Client and Practice Implications

  • Billing: If AI handles first-pass research well, clients will expect leaner bills and clearer justification for manual hours.
  • Process: Standardize how your team prompts, cites, and verifies. Document the workflow.
  • Policies: Require source verification and chain-of-custody for citations. Log prompts and outputs.
  • People: Train associates to critique AI outputs, not just copy them. Reward good judgment over raw volume.
  • Vendors: Ask for eval data, audit trails, source transparency, and controls. Push for measurable gains over generic claims.

Quotes That Matter

Rayan Krishnan (Vals): "General models can do legal research well. There are still gaps in authoritative sourcing, but the gap may narrow."

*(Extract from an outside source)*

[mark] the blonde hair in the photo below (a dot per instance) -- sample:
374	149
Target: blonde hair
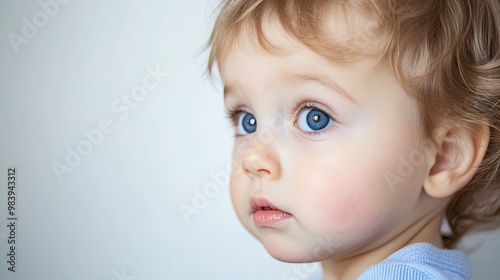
446	53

Tara Waters: "I wasn't surprised by ChatGPT's accuracy. Sourcing isn't yet optimized for proper legal sources first-likely fixable. Also, we didn't test 'research and prepare for court filings,' which is where public chatbots get into trouble."

Do We Have the Full Picture?

No single eval can capture the full job of a lawyer. But benchmarks help. They keep vendors honest and help buyers compare options on something more concrete than demos.

We need a basket of evals across tasks, jurisdictions, and workflows. If you want a model for how broader testing frameworks can work, see Stanford's HELM. For risk and governance framing, NIST's guidance is a useful anchor: AI Risk Management Framework.

What to Do Next

  • Pilot two tools: one legal-specific platform and one general model with guardrails. Compare outputs, speed, and cost per matter.
  • Set a "cite-or-flag" rule: no output goes to a client without validated primary sources.
  • Reprice research: fixed fees or caps where AI handles the heavy lift.
  • Track outcomes: accuracy, time saved, and client feedback. Use that data in vendor renewals.
  • Train your team: prompt patterns, verification, and ethical use.

Training Your Team

If you're formalizing AI skills across roles, you can find structured programs here:

Bottom Line

AI is strong at legal research. That's good news. Use it to reduce cost, improve speed, and re-focus human time on strategy, client counsel, and judgment. Keep pushing vendors for verifiable accuracy and transparent sourcing-and keep your lawyers in the loop where it matters.

The full report is available via Vals' main website.